Opinion / From the Press

Keep a watch on SOE reforms to avoid graft

( Updated: 2014-08-08 17:21

Since State Owned Enterprise (SOE) mixed ownership reform involves huge wealth and assets, disciplinary, auditing and judicial authorities should fulfill their responsibilities to ensure public assets are not encroached upon by individuals, says an article in the 21st Century Business Herald.


Two listed companies in China disclosed a mixed ownership reform plan of their parent state-run firm CITIC Guoan Group (CGG).

Because CGG’s largest stakeholder CITIC Group is not under supervision of the state-owned assets watchdog, and reform of CGG is either a trading of original equities or an increase of share and capitals from private investors, mixed ownership reform seems free from government supervision and need not disclose relevant information to the stock market.

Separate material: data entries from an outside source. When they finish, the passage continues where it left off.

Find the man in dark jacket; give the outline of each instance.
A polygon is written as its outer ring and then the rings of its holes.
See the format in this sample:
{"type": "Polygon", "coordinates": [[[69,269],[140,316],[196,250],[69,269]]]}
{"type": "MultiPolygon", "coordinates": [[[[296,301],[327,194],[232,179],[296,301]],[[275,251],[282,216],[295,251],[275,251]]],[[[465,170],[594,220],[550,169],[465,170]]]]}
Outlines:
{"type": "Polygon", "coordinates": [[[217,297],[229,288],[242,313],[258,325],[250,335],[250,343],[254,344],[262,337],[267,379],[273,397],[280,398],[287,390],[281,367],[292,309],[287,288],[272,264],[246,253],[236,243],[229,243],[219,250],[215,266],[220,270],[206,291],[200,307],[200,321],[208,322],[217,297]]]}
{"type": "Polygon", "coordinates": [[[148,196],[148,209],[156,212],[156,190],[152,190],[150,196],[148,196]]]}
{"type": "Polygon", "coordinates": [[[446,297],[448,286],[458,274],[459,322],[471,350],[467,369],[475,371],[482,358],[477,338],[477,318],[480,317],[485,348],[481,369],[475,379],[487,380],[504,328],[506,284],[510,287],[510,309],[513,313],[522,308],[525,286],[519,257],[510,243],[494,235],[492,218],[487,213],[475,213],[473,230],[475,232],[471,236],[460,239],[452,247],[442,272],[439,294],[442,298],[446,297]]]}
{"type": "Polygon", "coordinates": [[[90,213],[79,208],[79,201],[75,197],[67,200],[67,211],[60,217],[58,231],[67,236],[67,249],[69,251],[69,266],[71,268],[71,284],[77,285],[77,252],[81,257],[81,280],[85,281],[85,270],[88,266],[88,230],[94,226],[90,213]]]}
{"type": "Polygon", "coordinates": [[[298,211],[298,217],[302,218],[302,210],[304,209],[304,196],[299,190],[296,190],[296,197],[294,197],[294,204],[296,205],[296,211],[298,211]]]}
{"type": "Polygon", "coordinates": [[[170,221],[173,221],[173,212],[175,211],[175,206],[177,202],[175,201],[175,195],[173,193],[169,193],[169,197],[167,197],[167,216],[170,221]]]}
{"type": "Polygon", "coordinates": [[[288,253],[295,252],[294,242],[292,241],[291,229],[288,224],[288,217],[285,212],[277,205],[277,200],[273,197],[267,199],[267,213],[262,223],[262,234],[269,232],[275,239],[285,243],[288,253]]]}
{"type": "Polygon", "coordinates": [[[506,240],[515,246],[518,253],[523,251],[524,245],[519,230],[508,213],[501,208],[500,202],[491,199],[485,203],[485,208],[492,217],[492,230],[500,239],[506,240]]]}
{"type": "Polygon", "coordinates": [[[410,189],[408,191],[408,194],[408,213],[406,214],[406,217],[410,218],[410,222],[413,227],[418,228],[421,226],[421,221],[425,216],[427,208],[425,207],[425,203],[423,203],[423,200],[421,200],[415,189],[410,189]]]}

State-owned enterprise reform in the 1990s caused a huge loss of public assets. Corruption cases exposed in some SOEs explains the urgency in reforming the bureaucratic management system and supervisory institutions.

Concern that corruption and loss of public assets will appear in this round of mixed ownership reform is well-founded given the lack of effective supervision and transparency.

China’s fight against corruption should not only focus on investigating a certain number of cases, but more importantly establishing a system to prevent corruption from occuring.

Information disclosure, the public’s involvement in supervision and an accountability risk-control system are all necessary. The government is duty-bound to watch over all reforms of SOEs and workers at SOEs should have channels and a say in the reform of their enterprises.